Heroes of the Faith: Thomas Cranmer
Thomas Cranmer was a leader during the English Reformation and Archbishop of Canterbury. He brought major changes to the church during the reigns of King Henry VIII and two of his children, Edward VI and Mary I.
He died a martyr’s death, which was immortalized in Foxe’s Book of Martyrs and his legacy continues through the Book of Common Prayer and Thirty-Nine Articles.
He was born in Nottinghamshire, England in 1489. He was the second of three sons of Thomas Cranmer and his wife, Agnes Hattfield. Thomas Sr. was the lord of the manor of Whatton.
His father died when he was twelve and he was sent to school. In 1515, he received his Master of Arts degree. He married Joan shortly upon completing his degree, but she died a short time later in childbirth.
In 1526, he received his Doctor of Divinity. The following year he met King Henry VIII whom he described as “the kindest of princes”. He then began assisting Cardinal Wolsey with the annulment proceedings of the king to his wife, Catherine of Aragon.
In 1532, he was appointed he resident ambassador at the court of the Holy Roman Emperor, Charles V. That same year he was appointed Archbishop of Canterbury, a position he would hold for the following two years.
Cranmer continued working with the king on forming the Church of England. He even validated the kings marriage to Anne Boleyn. In 1536, he wrote to the king expressing his doubts on the charges brought against the queen, Anne Boleyn.
He continued to fight for reform on the king’s behalf. The king revealed a plot on Cranmer’s life to him. Cranmer was one of the contributors to work on the Book of Common Prayer in 1548-1549.

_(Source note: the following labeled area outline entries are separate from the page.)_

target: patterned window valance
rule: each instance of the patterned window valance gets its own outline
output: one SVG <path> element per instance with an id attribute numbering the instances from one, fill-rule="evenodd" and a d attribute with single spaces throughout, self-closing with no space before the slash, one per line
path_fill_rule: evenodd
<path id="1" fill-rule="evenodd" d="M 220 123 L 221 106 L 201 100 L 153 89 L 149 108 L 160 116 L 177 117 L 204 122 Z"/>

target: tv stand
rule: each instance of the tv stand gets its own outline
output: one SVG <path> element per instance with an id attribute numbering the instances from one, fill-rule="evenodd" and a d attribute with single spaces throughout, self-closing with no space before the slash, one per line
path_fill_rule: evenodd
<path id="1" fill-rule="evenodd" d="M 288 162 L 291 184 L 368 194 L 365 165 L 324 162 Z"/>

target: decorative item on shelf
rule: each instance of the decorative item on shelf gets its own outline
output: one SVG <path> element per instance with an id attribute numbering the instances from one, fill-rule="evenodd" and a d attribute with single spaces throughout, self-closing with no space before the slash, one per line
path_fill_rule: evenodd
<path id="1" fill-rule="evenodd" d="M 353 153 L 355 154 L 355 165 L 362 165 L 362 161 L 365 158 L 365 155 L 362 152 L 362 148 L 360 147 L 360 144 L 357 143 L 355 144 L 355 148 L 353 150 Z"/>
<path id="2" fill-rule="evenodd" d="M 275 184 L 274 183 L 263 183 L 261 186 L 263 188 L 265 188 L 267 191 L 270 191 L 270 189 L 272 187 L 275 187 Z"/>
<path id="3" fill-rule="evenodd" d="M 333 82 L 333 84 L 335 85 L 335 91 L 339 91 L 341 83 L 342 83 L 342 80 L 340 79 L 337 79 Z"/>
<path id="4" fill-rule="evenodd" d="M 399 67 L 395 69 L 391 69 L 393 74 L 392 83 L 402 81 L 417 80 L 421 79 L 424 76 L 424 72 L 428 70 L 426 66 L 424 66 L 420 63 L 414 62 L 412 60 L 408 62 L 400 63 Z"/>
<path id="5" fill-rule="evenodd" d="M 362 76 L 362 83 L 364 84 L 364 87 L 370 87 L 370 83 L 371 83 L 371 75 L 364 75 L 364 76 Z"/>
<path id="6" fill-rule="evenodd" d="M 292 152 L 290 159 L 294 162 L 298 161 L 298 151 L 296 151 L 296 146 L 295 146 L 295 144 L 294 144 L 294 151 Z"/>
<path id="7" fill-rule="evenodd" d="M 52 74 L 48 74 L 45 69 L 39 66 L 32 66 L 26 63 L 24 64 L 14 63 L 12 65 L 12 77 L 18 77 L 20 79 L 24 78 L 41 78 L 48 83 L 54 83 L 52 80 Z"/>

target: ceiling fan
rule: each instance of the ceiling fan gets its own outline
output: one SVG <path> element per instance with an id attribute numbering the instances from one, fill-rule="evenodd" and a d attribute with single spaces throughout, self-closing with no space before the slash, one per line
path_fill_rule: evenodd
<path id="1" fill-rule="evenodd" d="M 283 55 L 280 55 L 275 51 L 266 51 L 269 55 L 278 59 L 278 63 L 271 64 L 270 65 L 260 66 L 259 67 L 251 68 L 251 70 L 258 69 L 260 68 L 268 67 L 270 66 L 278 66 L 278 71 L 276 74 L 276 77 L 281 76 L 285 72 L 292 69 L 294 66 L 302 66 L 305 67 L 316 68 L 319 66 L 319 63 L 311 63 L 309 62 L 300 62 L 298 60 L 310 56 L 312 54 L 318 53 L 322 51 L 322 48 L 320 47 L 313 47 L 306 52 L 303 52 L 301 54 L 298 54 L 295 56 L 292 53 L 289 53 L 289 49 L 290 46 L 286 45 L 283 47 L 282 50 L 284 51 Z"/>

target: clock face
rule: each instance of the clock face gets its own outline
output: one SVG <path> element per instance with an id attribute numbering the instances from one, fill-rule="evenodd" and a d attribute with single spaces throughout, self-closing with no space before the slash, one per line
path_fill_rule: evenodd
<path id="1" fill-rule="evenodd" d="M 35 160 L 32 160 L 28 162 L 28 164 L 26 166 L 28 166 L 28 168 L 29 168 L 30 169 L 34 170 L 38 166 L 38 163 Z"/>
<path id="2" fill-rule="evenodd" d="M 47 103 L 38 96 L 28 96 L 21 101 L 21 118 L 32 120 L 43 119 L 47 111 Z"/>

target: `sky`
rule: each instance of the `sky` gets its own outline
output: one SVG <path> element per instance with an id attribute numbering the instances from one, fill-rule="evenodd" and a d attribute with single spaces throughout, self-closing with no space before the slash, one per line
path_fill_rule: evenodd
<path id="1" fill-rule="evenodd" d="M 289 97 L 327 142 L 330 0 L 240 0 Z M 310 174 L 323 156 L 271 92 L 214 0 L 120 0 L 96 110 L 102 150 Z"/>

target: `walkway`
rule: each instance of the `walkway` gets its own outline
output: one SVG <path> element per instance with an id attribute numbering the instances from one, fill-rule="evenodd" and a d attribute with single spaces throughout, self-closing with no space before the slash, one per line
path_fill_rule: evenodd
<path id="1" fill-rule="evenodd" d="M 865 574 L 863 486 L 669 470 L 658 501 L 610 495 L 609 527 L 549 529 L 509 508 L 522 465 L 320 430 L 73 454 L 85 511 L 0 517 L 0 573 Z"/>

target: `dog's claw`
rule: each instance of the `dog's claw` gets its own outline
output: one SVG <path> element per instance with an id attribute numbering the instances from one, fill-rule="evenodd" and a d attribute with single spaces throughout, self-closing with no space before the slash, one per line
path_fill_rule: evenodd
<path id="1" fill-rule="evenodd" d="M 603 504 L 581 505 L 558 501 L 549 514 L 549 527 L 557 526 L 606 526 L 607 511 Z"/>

After King Henry VIII’s death there was a political breach between Cranmer and the reformation for the Church of England.
After King Edward VI died and his half-sister, Mary I became queen, many supporters for the Church of England were arrested.
On November 13, 1553, Cranmer and four other men were brought up on charges of treason, found guilty and condemned to death. He wrote “I pray that God may grant that we may endure to the end!”
He was imprisoned for two years, recanting and reconciling with the Roman Catholic Church.
On the day of his execution, he withdrew his recantation and died a heretic to the Roman Catholic Church. He was burned to the stake on December 4, 1555.